I've been having trouble recently, post-database crash, with my avatar & signature.

(1) After losing my old avatar (profile picture), I chose a new one on my hard drive that is 81 kb, under ENWorld's 97.7 kb limit. However, I received the error message "unable to save image." 

Am I doing something wrong?

(2) Also, I appear to have lost my signature. So I clicked on "My Settings" and looked over the options on the column on the left, and couldn't find anything mentioning a signature.

What am I missing? 

Thanks!


----------



## LordEntrails (Nov 23, 2016)

Unless you are a subscriber, you no longer get to have a signature or avatar. You can see more in this thread; http://www.enworld.org/forum/showthread.php?491590-What-happened-to-signatures


----------



## Rabulias (Nov 25, 2016)

Quickleaf's info to the left of his above post shows him to clearly be a Copper Subscriber.

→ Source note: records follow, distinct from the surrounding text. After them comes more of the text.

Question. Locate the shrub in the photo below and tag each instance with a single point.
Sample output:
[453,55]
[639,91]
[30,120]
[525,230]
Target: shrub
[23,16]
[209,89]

There should definitely be an "Edit Avatar" and "Edit Signature" links in your screenshot, just below "Edit Profile Cover Photo." Something is amiss...


----------



## Quickleaf (Nov 25, 2016)

Rabulias said:


> Quickleaf's info to the left of his above post shows him to clearly be a Copper Subscriber.
> 
> There should definitely be an "Edit Avatar" and "Edit Signature" links in your screenshot, just below "Edit Profile Cover Photo." Something is amiss...




Ah, I used to subscribe for a long time. Didn't realize that my subscription had lapsed with new card. So, I just re-subbed.

However, my old signature was lost in the process, so I've got to hunt down some old threads now...


----------



## LordEntrails (Nov 26, 2016)

I knew I checked to make sure he didn't show as a subscriber 

I wasn't completely stupid! 

 (No offense taken or intended!)


----------